Poet and editor John Hall Wheelock was born in Queens (New York City) in 1886 and grew up in Manhattan. He earned an AB at Harvard University but also studied at the University of Göttingen and the University of Berlin. He assisted and then succeeded editor Maxwell Perkins at publisher Charles Scribner’s Sons. During his tenure as editor in chief, he created the Poets of Today series. Running eight volumes, each edition featured three debut poets, including James Dickey and May Swenson.
 
Influenced by Algernon Charles Swinburne and E.A. Robinson, Wheelock composed poems on romantic, social, and natural themes. In an interview with the Paris Review, Wheelock observed, “My poetry is primarily a poetry of feeling.” He also noted, “Poetry, as with all the arts, enables us to reexperience. Most of us pass through life in a state of semi-anesthesia, with life itself blotted out by the business of living. We shut out life itself in order to carry on and survive, and the function of the arts is to pierce that shield and make us suddenly reexperience something that we’ve always known but haven’t been experiencing anymore.”
 
Wheelock published 14 volumes of poetry, including This Blessed Earth: New and Selected Poems 1927–1977 (1978), By Daylight and In Dream: New and Collected Poems, 1904–1970 (1970), The Gardener and Other Poems (1961), The Black Panther: A Book of Poems (1922), and The Human Fantasy (1911). He was the author of the prose volume What Is Poetry? (1963).
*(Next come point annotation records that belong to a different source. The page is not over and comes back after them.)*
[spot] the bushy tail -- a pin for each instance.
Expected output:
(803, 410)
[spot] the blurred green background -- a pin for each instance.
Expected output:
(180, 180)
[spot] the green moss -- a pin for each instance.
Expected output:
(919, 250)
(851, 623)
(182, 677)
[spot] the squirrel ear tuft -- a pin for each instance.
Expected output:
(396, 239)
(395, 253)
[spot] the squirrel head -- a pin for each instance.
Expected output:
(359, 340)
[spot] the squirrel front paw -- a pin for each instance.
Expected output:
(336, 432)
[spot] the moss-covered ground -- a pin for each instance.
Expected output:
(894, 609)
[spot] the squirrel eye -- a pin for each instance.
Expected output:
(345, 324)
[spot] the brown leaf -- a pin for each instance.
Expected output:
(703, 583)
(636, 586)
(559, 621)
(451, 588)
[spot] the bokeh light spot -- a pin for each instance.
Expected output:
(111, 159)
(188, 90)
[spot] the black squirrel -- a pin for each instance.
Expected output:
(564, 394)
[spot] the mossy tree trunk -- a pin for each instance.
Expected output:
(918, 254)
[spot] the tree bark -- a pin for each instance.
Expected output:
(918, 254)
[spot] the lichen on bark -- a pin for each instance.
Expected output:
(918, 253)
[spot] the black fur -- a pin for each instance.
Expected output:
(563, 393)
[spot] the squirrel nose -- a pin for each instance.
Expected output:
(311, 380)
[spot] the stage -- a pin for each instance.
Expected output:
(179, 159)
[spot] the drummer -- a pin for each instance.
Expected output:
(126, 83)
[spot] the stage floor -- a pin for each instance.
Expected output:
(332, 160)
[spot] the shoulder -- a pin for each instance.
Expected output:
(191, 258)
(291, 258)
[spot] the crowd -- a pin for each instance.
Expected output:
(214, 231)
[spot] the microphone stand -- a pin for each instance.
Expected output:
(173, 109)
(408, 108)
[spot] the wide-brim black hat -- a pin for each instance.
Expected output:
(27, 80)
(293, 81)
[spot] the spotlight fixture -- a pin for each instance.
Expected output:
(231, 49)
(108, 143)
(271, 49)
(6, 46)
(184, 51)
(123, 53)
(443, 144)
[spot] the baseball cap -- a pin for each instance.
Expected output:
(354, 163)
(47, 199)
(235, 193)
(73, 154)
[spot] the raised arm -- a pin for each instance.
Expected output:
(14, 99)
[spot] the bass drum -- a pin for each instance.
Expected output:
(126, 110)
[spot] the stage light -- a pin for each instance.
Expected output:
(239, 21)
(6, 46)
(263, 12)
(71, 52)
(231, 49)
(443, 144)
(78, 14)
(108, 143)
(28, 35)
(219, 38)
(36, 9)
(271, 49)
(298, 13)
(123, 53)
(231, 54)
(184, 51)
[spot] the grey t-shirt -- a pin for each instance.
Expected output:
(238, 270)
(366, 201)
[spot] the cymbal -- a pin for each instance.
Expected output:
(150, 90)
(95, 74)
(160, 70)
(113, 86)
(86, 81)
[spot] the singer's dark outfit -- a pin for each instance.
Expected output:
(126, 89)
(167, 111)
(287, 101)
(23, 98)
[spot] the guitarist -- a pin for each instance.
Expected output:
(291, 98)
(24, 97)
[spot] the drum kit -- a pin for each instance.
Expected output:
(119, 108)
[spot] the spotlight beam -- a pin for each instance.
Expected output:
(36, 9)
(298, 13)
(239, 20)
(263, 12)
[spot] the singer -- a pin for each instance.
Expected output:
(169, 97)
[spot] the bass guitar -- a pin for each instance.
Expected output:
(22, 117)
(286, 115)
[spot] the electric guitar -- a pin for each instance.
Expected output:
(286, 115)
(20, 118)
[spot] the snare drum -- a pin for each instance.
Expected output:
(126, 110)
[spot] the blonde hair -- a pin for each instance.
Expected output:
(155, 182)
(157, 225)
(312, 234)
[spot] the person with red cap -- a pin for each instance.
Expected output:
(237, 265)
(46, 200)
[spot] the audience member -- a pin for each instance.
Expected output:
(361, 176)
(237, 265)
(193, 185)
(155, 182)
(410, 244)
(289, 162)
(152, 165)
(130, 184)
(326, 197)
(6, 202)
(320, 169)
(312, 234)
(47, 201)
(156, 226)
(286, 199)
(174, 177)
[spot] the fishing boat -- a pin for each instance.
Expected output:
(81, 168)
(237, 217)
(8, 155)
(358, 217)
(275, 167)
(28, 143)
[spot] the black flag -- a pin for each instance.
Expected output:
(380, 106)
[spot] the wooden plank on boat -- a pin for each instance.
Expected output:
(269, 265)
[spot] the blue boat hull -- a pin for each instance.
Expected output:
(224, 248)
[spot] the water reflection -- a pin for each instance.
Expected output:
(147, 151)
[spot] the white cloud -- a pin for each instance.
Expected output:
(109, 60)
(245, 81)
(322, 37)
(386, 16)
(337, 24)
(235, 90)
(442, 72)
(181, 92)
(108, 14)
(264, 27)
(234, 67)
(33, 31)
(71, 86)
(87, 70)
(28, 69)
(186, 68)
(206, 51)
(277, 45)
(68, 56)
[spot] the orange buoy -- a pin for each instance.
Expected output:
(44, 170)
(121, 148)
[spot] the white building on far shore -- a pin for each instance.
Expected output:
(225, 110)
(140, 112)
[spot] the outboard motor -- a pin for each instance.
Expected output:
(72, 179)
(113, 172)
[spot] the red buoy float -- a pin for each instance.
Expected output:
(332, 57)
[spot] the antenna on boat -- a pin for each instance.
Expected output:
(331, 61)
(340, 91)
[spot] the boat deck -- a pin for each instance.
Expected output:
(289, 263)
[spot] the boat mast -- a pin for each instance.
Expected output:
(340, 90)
His oral autobiography, The Last Romantic: A Poet Among Publishers: The Oral Autobiography of John Hall Wheelock (2002), was edited and published posthumously by Matthew Joseph Bruccoli and Judith S. Baughman.
 
Wheelock’s honors include the Bollingen Prize for Poetry, the Torrence Memorial Award, the Borestone Mountain Award, the Poetry Society of America’s Gold Medal, the New England Poetry Society’s Golden Rose Award, membership in the National Institute of Arts and Letters, and a chancellorship of the Academy of American Poets. He also served as vice president of the Poetry Society of America.
 
Wheelock died in New York City at the age of 91. The David M. Rubenstein Rare Book & Manuscript Library at Duke University holds a selection of his correspondence.